A detailed photoluminescence investigation of the effects of Al doping on GaAs grown by molecular-beam epitaxy is reported. Materials with 0.1%, 1%, and 3% Al doping have been studied. Viewed as an AlxGa1−xAs alloy semiconductor, our study on these materials presents results on the optical characteristics of the lowest Al composition material reported to date. Photoluminescence spectra show three major peaks. Detailed measurements on the dependence of these spectra on temperature and excitation power have been carried out to characterize the various transitions responsible for the luminescence peaks. A near-band-edge exciton peak, a carbon acceptor-related free-to-bound transition, and a defect complex-related luminescence peak, probably involving silicon, are identified as the main features of our luminescence spectra.

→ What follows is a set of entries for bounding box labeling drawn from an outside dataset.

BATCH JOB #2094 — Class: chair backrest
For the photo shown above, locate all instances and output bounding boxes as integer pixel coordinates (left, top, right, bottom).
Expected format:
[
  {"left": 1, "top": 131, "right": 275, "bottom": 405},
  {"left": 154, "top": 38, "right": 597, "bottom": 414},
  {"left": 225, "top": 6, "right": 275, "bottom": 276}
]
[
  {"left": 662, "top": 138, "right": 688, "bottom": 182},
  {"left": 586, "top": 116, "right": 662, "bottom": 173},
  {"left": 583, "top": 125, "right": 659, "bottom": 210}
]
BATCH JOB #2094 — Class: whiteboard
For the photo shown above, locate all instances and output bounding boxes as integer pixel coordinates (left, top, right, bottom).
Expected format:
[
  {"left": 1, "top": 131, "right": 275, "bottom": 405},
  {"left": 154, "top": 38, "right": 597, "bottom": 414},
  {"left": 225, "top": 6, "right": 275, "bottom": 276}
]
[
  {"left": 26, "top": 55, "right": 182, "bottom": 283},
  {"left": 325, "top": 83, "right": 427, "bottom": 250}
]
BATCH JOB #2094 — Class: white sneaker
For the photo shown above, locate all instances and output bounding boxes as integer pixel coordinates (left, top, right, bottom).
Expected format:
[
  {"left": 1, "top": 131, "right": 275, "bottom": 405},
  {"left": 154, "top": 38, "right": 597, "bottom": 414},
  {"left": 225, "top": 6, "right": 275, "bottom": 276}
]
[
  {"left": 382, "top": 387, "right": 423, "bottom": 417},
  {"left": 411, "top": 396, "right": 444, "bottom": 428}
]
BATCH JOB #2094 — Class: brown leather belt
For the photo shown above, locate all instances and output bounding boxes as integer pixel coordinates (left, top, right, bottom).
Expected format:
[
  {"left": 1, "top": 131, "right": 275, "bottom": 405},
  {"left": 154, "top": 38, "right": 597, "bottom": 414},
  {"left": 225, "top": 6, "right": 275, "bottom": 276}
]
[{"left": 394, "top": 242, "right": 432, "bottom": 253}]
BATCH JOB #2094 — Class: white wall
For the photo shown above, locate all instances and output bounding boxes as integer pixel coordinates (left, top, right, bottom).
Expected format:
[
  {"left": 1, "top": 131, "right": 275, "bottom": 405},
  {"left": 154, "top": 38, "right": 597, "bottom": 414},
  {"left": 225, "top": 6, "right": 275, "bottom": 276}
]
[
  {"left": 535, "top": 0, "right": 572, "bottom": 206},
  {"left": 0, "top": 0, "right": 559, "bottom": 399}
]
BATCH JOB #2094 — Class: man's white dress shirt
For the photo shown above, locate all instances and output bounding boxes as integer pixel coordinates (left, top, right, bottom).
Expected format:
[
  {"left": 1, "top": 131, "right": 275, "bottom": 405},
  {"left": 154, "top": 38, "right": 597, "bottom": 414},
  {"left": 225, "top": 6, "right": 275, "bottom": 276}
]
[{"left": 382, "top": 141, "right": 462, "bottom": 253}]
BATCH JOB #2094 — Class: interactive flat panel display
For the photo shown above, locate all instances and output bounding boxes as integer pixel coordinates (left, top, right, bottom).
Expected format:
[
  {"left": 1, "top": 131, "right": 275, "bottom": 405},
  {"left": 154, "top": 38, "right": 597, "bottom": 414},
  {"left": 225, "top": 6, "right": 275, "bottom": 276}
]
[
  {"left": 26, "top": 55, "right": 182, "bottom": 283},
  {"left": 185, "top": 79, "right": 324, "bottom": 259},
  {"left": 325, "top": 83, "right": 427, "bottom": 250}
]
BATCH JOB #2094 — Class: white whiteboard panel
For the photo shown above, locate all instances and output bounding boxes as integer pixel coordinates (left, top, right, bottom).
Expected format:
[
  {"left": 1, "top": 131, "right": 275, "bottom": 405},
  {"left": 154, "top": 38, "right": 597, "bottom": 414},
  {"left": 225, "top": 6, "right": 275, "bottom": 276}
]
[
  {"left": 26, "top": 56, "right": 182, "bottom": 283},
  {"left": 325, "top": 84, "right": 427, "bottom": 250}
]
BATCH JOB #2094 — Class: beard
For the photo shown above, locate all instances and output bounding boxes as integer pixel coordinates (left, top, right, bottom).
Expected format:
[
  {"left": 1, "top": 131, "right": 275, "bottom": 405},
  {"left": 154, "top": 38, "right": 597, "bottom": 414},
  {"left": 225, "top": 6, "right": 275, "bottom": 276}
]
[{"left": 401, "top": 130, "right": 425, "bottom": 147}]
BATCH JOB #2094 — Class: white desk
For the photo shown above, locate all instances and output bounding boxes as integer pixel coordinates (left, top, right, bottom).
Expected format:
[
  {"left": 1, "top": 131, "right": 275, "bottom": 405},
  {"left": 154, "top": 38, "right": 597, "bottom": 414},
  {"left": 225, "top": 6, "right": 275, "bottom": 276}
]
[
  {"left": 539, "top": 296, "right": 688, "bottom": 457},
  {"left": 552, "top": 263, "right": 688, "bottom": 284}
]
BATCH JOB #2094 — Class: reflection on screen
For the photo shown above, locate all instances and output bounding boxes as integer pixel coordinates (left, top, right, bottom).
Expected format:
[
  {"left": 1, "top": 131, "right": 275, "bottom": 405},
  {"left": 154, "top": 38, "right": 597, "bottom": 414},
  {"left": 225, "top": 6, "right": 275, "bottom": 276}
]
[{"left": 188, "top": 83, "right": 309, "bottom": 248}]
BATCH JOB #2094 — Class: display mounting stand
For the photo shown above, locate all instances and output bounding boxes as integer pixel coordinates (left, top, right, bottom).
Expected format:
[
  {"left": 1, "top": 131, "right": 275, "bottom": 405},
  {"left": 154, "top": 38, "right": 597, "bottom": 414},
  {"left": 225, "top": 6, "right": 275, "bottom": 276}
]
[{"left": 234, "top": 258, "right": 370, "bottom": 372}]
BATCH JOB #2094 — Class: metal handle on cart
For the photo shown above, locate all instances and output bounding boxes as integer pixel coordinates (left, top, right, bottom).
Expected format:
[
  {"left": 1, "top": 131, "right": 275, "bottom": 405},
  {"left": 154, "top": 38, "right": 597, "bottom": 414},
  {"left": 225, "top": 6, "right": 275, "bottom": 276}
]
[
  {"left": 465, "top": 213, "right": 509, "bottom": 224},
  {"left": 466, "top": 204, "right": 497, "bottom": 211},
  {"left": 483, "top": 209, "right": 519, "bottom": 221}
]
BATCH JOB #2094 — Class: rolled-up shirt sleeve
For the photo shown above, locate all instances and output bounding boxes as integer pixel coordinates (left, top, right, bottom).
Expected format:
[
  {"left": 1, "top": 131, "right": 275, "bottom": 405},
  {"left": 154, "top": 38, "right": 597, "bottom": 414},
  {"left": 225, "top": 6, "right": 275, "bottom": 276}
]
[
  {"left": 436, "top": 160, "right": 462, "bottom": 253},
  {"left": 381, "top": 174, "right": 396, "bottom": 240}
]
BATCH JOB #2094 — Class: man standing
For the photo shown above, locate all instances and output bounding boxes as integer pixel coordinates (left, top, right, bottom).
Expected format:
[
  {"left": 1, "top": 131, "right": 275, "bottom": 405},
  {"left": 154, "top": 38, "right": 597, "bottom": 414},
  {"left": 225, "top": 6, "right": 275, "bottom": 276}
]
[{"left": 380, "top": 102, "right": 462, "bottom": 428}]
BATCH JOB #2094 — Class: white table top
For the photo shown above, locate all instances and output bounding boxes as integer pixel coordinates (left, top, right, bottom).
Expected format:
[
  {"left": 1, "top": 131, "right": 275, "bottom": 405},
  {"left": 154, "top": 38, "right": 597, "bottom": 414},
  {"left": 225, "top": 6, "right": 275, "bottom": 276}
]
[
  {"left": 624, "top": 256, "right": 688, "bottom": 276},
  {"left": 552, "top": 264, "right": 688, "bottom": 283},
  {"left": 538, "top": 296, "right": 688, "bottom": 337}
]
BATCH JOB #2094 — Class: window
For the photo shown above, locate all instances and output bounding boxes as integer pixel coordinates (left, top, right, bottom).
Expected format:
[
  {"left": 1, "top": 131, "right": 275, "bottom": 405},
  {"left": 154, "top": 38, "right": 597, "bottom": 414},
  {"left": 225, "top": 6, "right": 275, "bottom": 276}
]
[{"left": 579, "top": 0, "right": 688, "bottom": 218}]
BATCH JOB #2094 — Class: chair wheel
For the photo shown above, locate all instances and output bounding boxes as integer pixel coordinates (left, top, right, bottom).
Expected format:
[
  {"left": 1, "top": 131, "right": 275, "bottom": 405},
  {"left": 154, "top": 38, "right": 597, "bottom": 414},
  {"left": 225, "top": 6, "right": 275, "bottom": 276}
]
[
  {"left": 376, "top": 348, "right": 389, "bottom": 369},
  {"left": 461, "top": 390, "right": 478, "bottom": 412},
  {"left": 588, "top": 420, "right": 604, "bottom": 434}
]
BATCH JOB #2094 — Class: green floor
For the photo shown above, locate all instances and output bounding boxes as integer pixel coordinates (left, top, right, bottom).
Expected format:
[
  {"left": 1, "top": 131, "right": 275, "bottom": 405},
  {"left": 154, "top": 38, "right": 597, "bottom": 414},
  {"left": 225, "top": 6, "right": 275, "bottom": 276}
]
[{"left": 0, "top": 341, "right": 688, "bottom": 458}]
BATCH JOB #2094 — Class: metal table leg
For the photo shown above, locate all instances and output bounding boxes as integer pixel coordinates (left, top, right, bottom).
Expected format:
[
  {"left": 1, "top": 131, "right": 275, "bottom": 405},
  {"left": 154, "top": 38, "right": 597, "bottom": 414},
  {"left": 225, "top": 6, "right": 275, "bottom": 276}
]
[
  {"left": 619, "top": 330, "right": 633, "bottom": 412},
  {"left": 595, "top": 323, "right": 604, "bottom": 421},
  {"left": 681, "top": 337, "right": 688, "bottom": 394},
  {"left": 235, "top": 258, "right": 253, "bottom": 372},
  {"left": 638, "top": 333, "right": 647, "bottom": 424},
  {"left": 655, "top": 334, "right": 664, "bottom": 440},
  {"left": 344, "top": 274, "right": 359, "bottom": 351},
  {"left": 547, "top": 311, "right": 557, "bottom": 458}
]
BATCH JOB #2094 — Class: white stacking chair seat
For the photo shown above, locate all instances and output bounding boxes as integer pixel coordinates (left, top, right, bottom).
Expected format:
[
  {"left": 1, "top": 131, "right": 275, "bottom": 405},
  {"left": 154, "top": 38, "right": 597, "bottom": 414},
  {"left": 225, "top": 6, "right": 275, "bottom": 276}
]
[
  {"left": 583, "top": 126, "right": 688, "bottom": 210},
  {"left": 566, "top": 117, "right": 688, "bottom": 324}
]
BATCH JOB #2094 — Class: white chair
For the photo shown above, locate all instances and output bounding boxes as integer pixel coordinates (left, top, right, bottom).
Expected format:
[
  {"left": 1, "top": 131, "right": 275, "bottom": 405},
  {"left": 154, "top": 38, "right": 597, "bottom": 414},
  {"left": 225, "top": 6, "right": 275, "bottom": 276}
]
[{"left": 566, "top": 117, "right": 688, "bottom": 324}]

The integrated luminescence intensity shows a strong quenching with the increase in Al doping, thus supporting the increase of nonradiative deep-level centers with Al doping, concluded from our earlier reported deep level transient spectroscopy study. The relative intensity of the excitonic peak shows a stronger decrease than that of the other luminescence features. New data on the shift of the excitonic transition energy with Al content x in AlxGa1−xAs, for the lowest x values yet reported, are provided by our photoluminescence study.